LONDON - Britain's regulators must push ahead with applying their new post-Brexit remit to help keep the country's financial sector globally competitive, industry officials said on Thursday.

After Britain's departure from the European Union, the government has come under pressure to maintain London's position as a globally competitive financial centre by reforming financial rules inherited from the bloc.

Many of the changes will be introduced under the new Financial Services and Markets law, which received royal assent on Thursday, giving regulators powers to amend rules.

In particular, the law gives the Financial Conduct Authority and Bank of England a remit to ensure that their rules facilitate global competitiveness and economic growth.

"This now needs to be matched by an equally ambitious response to promoting the growth agenda from our regulators," Bruce Carnegie-Brown, chair of the Lloyd's of London insurance market told TheCityUK's annual conference.

Brown, who is also chair of TheCityUK's leadership council, said financial reforms underway will have to drive a change in mindset towards more bold and confident moves.

Carnegie Brown said regulators need to make sure that their actions are proportionate to the size of the firm.
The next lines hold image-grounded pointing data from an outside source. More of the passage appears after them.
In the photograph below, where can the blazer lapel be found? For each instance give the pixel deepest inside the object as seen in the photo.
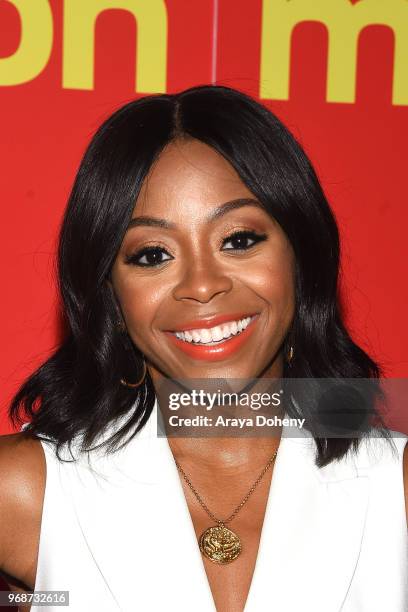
(132, 512)
(312, 533)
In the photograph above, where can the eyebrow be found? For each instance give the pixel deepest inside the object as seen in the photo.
(218, 212)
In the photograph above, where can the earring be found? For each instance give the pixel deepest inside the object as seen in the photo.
(290, 354)
(139, 382)
(120, 326)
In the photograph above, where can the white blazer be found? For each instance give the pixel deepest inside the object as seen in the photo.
(118, 534)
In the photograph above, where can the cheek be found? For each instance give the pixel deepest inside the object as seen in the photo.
(274, 282)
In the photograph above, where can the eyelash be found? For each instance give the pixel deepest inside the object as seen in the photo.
(134, 259)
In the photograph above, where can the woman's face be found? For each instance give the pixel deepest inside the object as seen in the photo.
(201, 257)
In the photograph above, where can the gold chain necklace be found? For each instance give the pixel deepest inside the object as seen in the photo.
(218, 543)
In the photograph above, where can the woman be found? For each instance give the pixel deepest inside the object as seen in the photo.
(198, 244)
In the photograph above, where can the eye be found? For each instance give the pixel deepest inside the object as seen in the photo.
(149, 257)
(243, 240)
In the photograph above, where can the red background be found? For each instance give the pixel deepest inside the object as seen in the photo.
(359, 151)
He cited cash in pension funds which needed unlocking to invest in the economy as another example of aiding growth.

City of London policy chief Chris Hayward said the new objectives for regulation must lead to changes in culture, training, regulation, supervision, metrics and accountability.

"What gets measured gets done, so it's important that the regulators have clear and appropriate targets and objectives," Hayward said in a statement.

Critics of the new objectives have warned against easing rules to attract business to London, but the government has said it will maintain high, international standards.

Sheldon Mills, the FCA's executive director for competition said that it welcomes its new mandate.

"We have worked towards this, and we are ready to operationalise it through our regulatory work," Mills said.